The slides and the narrative curriculum are the exactly the same files. The slide forms are what Berlin coaches walk through with students, while the narrative forms are easy to read detailed explanation of what is introduced in the slides. Students follow along with the narrative on their own computers or use it to work on their own.

Curriculum

Use your ClojureBridge chapters's GitHub account to fork the curriculum repository. You can use your chapter's fork to make changes or tweaks to the curriculum for your workshop. If you make changes that would be valuable for everyone, please consider making a pull request against the ClojureBridge Berlin curriculum.

Schedule

Friday evening: Installfest - Getting Set Up in the outline.

Saturday: Workshop - curriculum.

Preparation

Print the (markdown or pdf) and hand it out to students at the beginning of the day on Saturday.

Room Setup

It works best to have attendees sit around tables, facing one another. This encourages attendees to help one another and makes it easier for coaches to walk around the room, answering questions.

Presentation of the Material

The Berlin workshop has organizers and coaches. Organizers make the workshop and direct the flow of the day's events.
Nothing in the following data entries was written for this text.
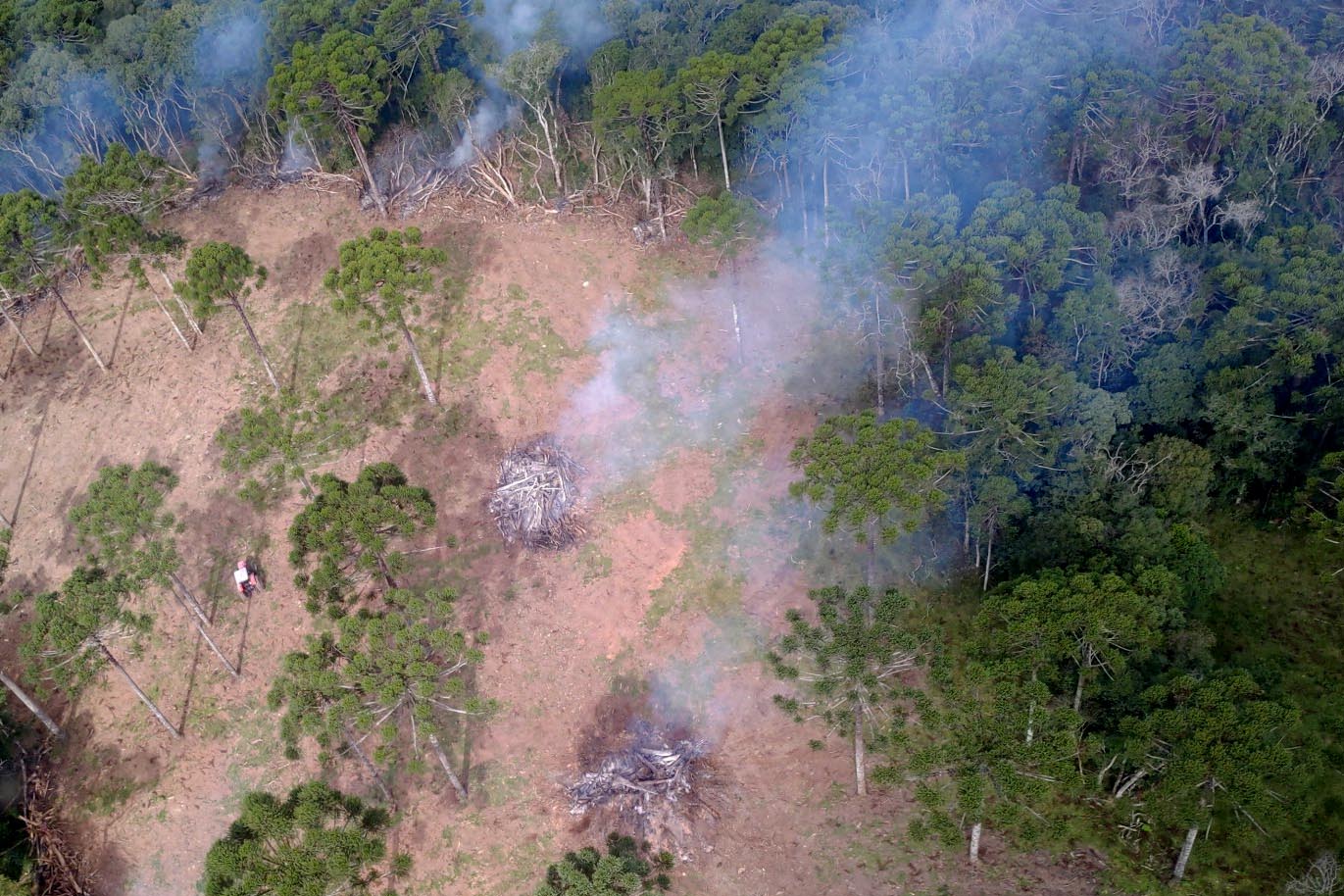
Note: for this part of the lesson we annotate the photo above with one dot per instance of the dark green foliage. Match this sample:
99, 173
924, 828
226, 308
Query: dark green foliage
346, 533
278, 441
981, 766
1217, 748
1096, 623
382, 275
316, 842
31, 234
850, 665
111, 206
217, 276
335, 86
394, 673
722, 222
877, 479
124, 508
619, 872
69, 627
Coaches help students work through the exercises on their own and with their peers. The curriculum is used as a study guide in individual groups.

This is not the only way to present the material. It is just the way we have seen it done at most of the workshops so far. Please feel free to experiment.

Beginner and Advanced Tracks

We survey the attendees ahead of time and during the Installfest to find out their levels of programming experience. We present the material at different paces with different groups, or even present separate material to different groups.

Exercises

Provide plenty of time for exercises, including the Quil app that comes after the slides. That is where the real fun happens. Coaches should sit with attendees or circulate around the tables as the attendees work on exercises.